Masuk Daftar
My Getplus

Jimmy Greaves Sang Predator Gol

Pembunuh berdarah dingin Inggris di kotak penalti lawan. Dikenang dan dihormati sampai ke Italia.

Oleh: Randy Wirayudha | 21 Sep 2021
Ilustrasi (Betaria Sarulina/Historia)

PARA pemain Tottenham Hotspur dan Chelsea mengelilingi lingkaran tengah lapangan. Sekira 60 ribu penonton juga berdiri dari tempat duduk mereka. Setelah layar besar Stadion White Hart Lane, markas Spurs, menampilkan foto pemain legendaris Jimmy Greaves, gemuruh aplaus penonton mengikuti selama satu menit jelang kick off derby London di matchday kelima Premier League, Minggu petang (19/9/2021).

Penghormatan itu diberikan kedua tim rival sekota itu untuk mengenang Greaves yang wafat pada Minggu paginya di usia 81 tahun. Greaves wafat dalam tidurnya di kediamannya di Essex, Inggris, karena kesehatannya yang terus menurun. Sejak 2015, mendiang Graves menderita stroke yang membuatnya lumpuh dan kesulitan bicara.

Chelsea dan Spurs adalah dua klub yang punya sejarah bagi Graves semasa hidupnya. Di Chelsea, Greaves memulai debut profesionalnya dan di Spurs, ia menorehkan namanya sebagai salah satu juru gol tersubur di masanya dengan membukukan 220 gol dalam 321 penampilan.

Advertising
Advertising

“Jimmy adalah pemain dan pencetak gol luar biasa dan seorang legenda untuk klub dan negara ini. Sungguh mengerikan untuk membayangkan betapa hebatnya dia sebagai pemain.

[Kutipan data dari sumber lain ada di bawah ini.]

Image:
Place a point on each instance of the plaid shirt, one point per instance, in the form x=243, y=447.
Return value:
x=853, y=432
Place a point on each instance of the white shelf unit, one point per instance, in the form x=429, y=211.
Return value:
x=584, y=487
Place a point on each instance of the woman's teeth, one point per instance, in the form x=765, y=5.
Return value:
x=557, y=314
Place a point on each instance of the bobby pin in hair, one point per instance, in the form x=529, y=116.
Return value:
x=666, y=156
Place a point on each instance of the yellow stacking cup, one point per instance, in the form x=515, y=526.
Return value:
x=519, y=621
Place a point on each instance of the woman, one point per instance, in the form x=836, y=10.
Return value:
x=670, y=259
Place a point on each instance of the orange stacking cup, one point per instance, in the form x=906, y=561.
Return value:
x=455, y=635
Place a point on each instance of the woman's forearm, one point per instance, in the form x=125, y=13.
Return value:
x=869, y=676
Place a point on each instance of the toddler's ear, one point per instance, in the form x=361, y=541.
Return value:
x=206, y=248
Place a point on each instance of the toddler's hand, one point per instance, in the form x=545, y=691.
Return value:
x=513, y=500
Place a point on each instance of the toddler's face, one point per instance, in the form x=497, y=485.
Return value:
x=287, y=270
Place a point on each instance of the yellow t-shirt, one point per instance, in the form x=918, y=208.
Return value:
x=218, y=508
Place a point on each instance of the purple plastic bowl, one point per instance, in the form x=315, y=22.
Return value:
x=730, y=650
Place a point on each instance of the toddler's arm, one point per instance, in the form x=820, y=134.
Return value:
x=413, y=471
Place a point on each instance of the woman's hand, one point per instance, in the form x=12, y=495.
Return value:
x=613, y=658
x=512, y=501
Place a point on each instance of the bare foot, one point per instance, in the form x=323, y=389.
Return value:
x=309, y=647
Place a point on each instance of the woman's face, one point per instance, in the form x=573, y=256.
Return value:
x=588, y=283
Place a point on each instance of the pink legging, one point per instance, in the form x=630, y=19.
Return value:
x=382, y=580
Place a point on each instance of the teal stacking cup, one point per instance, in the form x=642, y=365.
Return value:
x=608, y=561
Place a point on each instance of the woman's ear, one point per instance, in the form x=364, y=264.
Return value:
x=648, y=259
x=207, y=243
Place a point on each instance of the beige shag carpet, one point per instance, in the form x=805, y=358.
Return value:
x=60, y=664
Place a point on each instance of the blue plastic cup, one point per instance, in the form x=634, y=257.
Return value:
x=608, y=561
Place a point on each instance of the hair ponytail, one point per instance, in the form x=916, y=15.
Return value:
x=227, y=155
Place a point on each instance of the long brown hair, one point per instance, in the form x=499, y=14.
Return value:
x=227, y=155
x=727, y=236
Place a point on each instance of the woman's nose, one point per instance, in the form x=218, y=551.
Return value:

Bagi seseorang seperti saya melihat jumlah golnya dan mungkin suatu hari saya bisa memecahkan rekornya akan sangat hebat,” kata Harry Kane, kapten Spurs yang kini baru mengumpulkan 166 gol, dilansir Sky Sports, Senin (20/9/2021).

Baca juga: Obituari: Bomber Sangar Itu Bernama Gerd Müller

Bukan hanya Chelsea, Spurs, dan segenap insan sepakbola Inggris yang merasa kehilangan. Tim AC Milan di Italia pun turut berduka. Walau hanya semusim, Greaves turut mengantar Rossoneri (julukan AC Milan) memenangi Serie A pada 1961-1962.

“Kami turut berbelasungkawa sedalam-dalamnya atas meninggalnya mantan pemain kami Jimmy Greaves. Hati dan simpati kami bersama teman, kerabat, dan keluarga tercinta yang tengah berduka. Walau kebersamaan kami tidak panjang, kami akan mengenangnya selamanya. Selamat jalan, Jimmy,” tulis manajemen klub di akun Twitter-nya, @acmilan, Minggu (19/9/2021).

Tribute para pemain Tottenham Hotspur dan Chelsea untuk mendiang Jimmy Greaves (chelseafc.com)

Tujuh Gol

Dilahirkan di Manor Park, Essex, pada 20 Februari 1940, James Peter Greaves merupakan satu dari tiga bersaudara anak pasangan Jim dan Mary Greaves. Jim seorang pegawai kereta bawah tanah dan Mary ibu rumah tangga. Greaves kecil dan keluarganya harus beberapa kali pindah tempat tinggal karena serangan-serangan udara Jerman di masa Perang Dunia II.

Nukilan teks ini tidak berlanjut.